Here are a few images from the Riva Audio advertising project I shot last October. These were all shot in my studio. We cast actors who were also real musicians who had to be able to play while we shot. There's no fooling Rikki Farr, the owner of Riva. Google him. You'll figure out why. It was a month long team effort that including going back and forth several times as to who was supplying props and talent, casting, propping, wardrobe, hair and makeup and great assistants and food. We did the entire shoot in one long day after pre-lighting the day before. Props go out to Lisa Anne Ivey, our wonderful singer, who mesmerized us with her voice and was one of the easiest people I've ever worked with. Can't say enough about her.
All images were shot with Canon 5DSR and a Canon 24-70 2.8 II lens. Lighting was with Balcar strobes including the two straight back in the lens to create flare, something that is hard to do with this lens. The raws were processed in Capture One and the prints I've made for everyone involved just pop off the paper.
The inset product shot already existed before I came on the scene, but there were two separate, pretty crappy keystoned images shot looking down and stopped way down but still not enough to hold focus. I took the two separate shots, straightened them out, added gradations, built a brushed stainless type of surface with horizon and background light in Ps and cropped into a nice little square for the ad.
Thanks so much Chuck. Hopefully we'll get to do that some day. This was the kind of shoot that I was made for, with some sort of musical background. It's funny that I actually got Gee's Tone King amp in the toy drum shot. That amp is an amazing guitar (and accordion) amp, which is the reason I bought it, but Rikki referred to it as "that toy cowboy" amp. I guess, for the guy that started the Isle of Wight music festival in 1970, it was a toy.

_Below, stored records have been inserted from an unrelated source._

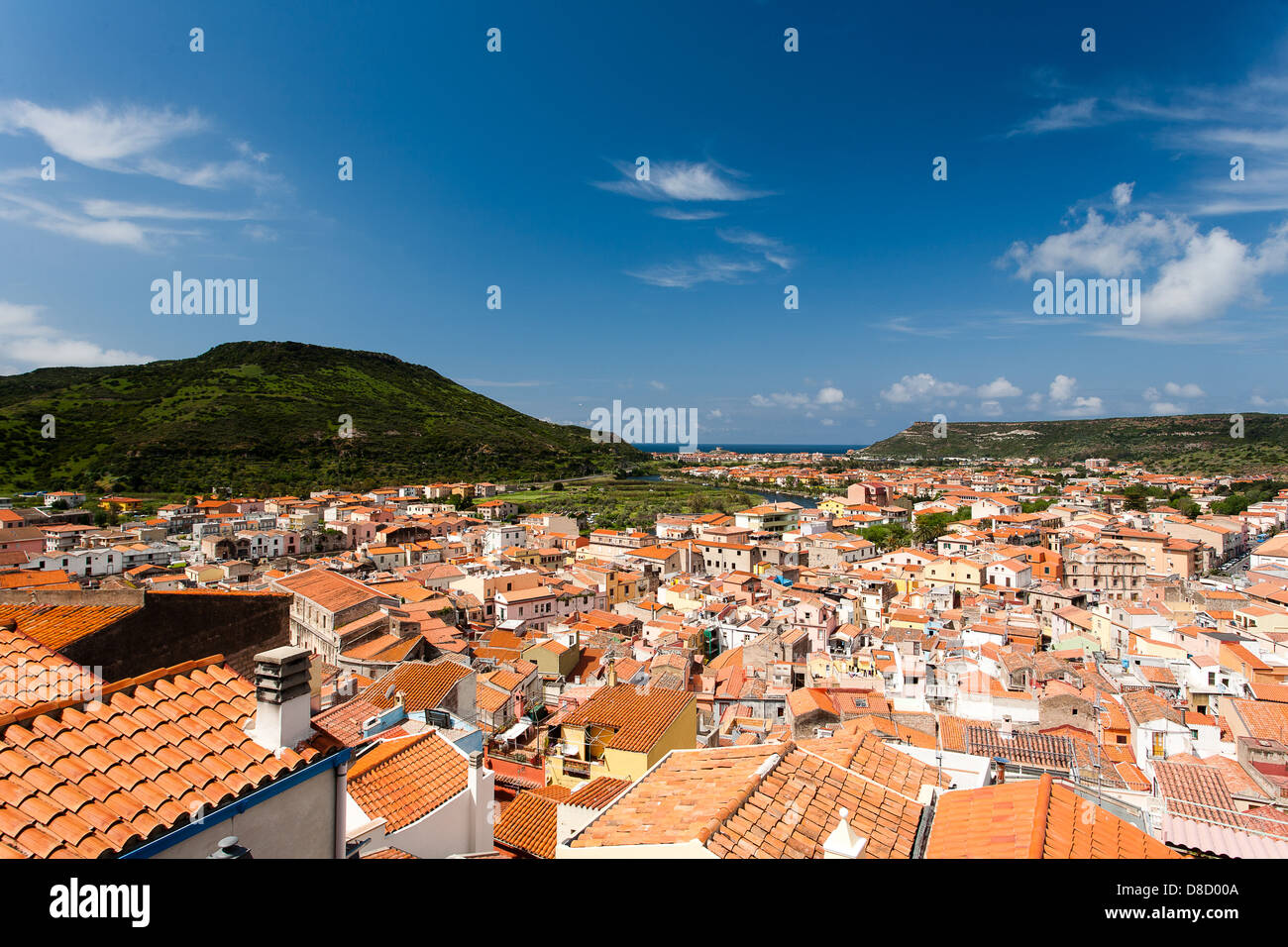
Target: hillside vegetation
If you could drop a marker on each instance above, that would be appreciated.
(263, 418)
(1181, 444)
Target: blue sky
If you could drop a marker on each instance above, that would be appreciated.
(768, 169)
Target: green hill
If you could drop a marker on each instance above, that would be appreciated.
(1181, 444)
(266, 418)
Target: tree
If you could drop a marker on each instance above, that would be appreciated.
(930, 528)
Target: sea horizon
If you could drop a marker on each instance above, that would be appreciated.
(755, 447)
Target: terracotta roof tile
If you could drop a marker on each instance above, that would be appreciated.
(1034, 818)
(403, 780)
(638, 718)
(82, 780)
(529, 823)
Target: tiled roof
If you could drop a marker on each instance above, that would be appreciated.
(404, 780)
(1196, 791)
(799, 804)
(56, 626)
(1035, 818)
(98, 779)
(529, 823)
(639, 719)
(344, 722)
(425, 684)
(31, 674)
(1029, 749)
(597, 792)
(327, 589)
(777, 800)
(1263, 719)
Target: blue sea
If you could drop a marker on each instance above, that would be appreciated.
(759, 449)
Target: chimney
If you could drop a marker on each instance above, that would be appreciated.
(282, 698)
(844, 841)
(480, 781)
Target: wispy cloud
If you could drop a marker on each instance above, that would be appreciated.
(1190, 275)
(1060, 118)
(707, 268)
(683, 180)
(773, 250)
(27, 343)
(98, 136)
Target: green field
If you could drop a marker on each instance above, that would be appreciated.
(619, 505)
(273, 418)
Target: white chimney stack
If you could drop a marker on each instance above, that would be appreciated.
(282, 703)
(844, 841)
(481, 784)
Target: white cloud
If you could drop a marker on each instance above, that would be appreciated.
(97, 136)
(922, 386)
(99, 208)
(53, 219)
(1082, 407)
(781, 399)
(706, 268)
(27, 343)
(773, 250)
(1063, 388)
(677, 214)
(1197, 275)
(827, 395)
(999, 388)
(682, 180)
(1065, 115)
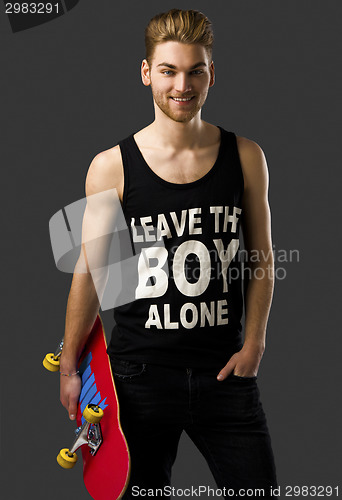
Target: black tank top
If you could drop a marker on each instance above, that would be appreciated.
(188, 305)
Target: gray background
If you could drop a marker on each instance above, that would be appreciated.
(71, 88)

I had heard that he was good friends with Keith Emerson, and since I had photographed Keith for Keyboard Magazine, I printed up a large print and put it on the wall with all the others. What I found out is that Rikki discovered Emerson selling ice cream on the street in London in 1966, found out he played key and put him in his brother's blues band, Gary Farr and the T Bones. There is a youtube vid of that band with Keith playing with them from '66.
THAT IS HILARIOUS! Great marketing work! And I think it will really resonate with people like us (photographers using something other than a cell phone) as we obviously appreciate quality.

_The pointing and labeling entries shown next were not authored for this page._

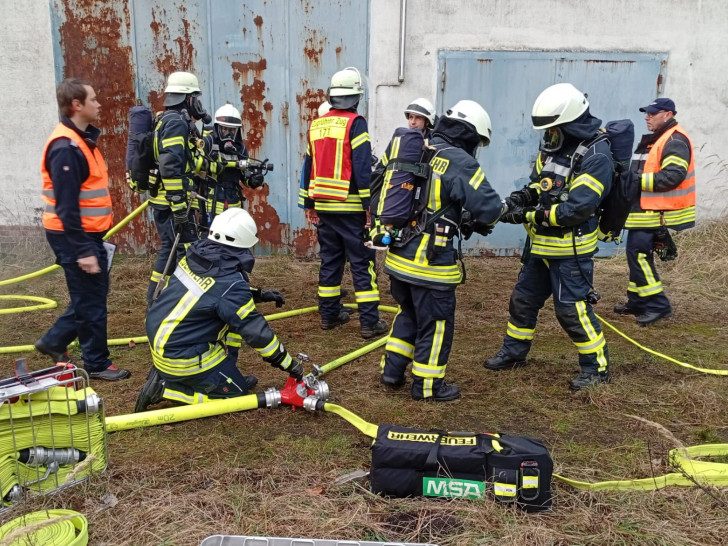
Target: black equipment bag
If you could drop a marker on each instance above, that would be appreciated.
(411, 462)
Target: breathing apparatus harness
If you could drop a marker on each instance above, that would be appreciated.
(556, 190)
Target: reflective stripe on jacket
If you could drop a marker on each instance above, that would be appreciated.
(458, 183)
(572, 201)
(94, 200)
(188, 324)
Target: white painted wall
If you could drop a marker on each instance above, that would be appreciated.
(692, 32)
(28, 95)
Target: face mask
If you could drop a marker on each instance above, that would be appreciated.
(198, 111)
(226, 133)
(553, 139)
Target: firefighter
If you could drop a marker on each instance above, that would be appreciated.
(420, 114)
(225, 143)
(175, 152)
(424, 272)
(664, 170)
(76, 217)
(207, 296)
(335, 195)
(558, 211)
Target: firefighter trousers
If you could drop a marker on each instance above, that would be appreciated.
(341, 237)
(645, 293)
(222, 381)
(422, 333)
(568, 280)
(164, 222)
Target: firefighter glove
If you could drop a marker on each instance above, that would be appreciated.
(272, 295)
(255, 181)
(525, 197)
(537, 216)
(513, 215)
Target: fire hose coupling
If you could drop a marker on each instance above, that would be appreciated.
(90, 404)
(272, 398)
(317, 388)
(313, 404)
(44, 456)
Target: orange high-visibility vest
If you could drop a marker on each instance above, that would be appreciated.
(94, 200)
(679, 198)
(330, 146)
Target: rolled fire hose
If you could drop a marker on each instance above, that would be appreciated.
(47, 527)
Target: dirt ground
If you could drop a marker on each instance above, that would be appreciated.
(272, 472)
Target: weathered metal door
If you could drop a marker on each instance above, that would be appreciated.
(507, 83)
(271, 60)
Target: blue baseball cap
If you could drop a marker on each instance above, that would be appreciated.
(659, 105)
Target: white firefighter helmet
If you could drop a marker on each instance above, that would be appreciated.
(471, 112)
(234, 227)
(324, 108)
(346, 82)
(558, 104)
(421, 107)
(179, 85)
(228, 121)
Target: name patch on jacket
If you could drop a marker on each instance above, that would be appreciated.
(439, 165)
(329, 127)
(193, 282)
(432, 437)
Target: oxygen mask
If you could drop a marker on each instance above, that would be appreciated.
(553, 140)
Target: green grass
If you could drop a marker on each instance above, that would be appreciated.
(272, 472)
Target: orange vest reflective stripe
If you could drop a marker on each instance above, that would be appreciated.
(94, 200)
(330, 145)
(679, 198)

Much like my photography equipment, I never use my phone for music unless it's streaming to some other source (like my car via Bluetooth). The quality coming from a cell phone's speakers is just garbage and DOES sound like it's coming out of a can to me - so I really identify with the first ad!
I'm glad you appreciate it. I made the tin can telephone and it's the first one I ever made. Sorta works. I mean it does work, but it sounds pretty horrible, so it's a good choice for this illustration. But here's the weird thing - the agency sold the client on the idea with a cobbled together illustration with no string. When we were setting up that shot, which was the last one of the day, the art director said "but we didn't have a string in the comp" This was one time where I put my foot down hard and told them it wouldn't make any sense at all WITHOUT the string. It would look like someone singing into a can of dog food - exactly what I told him. Thankfully, I prevailed. The first place the singer ad ran was the inside back cover of the AMA Music Awards program back in November.
Ha. Maybe you WERE in the room, from what I remember. Mike - Thanks again for the help moving the drum kit. It only proves that part of the online community can be part of the real community. Mike was the only person who wasn't officially part of the crew who was there, but he's welcome any time.
The (taut) string is essential. There was a series of Progresso Soup commercials that ran on TV awhile back that relied on tin-can communication but the strings were slack. However, I remember the commercials so I guess they got it right either way.
Beyond your excellent work, I wonder why the AD downsized the amp in the drum shot where the amp is just a prop (along with the unplayed guitar) in the background, but chose to keep the Marshall stack in each of the guitar shots where the amp would have been part of the sound chain.
There would have been simple and concept-appropriate ways to keep a small amp in the right spot in the shot.
I see your point about the consistency. There were a few, say, discussions, on set regarding things like that, where the art director and the client butted heads, but in the case of the drummer, downsizing the kit so much for the toy kit just felt like it needed some additional propping and since I had our "little" Tone King amp there, Rikki wanted it in there. The bigger issue in that was whether to keep the same shirt on the drummer between shots. The original plan was to do that but the client changed and wanted a tie-dyed shirt, which we shot. I had to diplomatically suggest that we cover the shot at the end with the original shirt - "just for me" as I put it, as I had the AD whispering in my ear that I somehow had to get that shirt back on the drummer. And in the end, that's what we did. So, probably the amp was not nearly as big a deal as the shirt. But good call on point that out.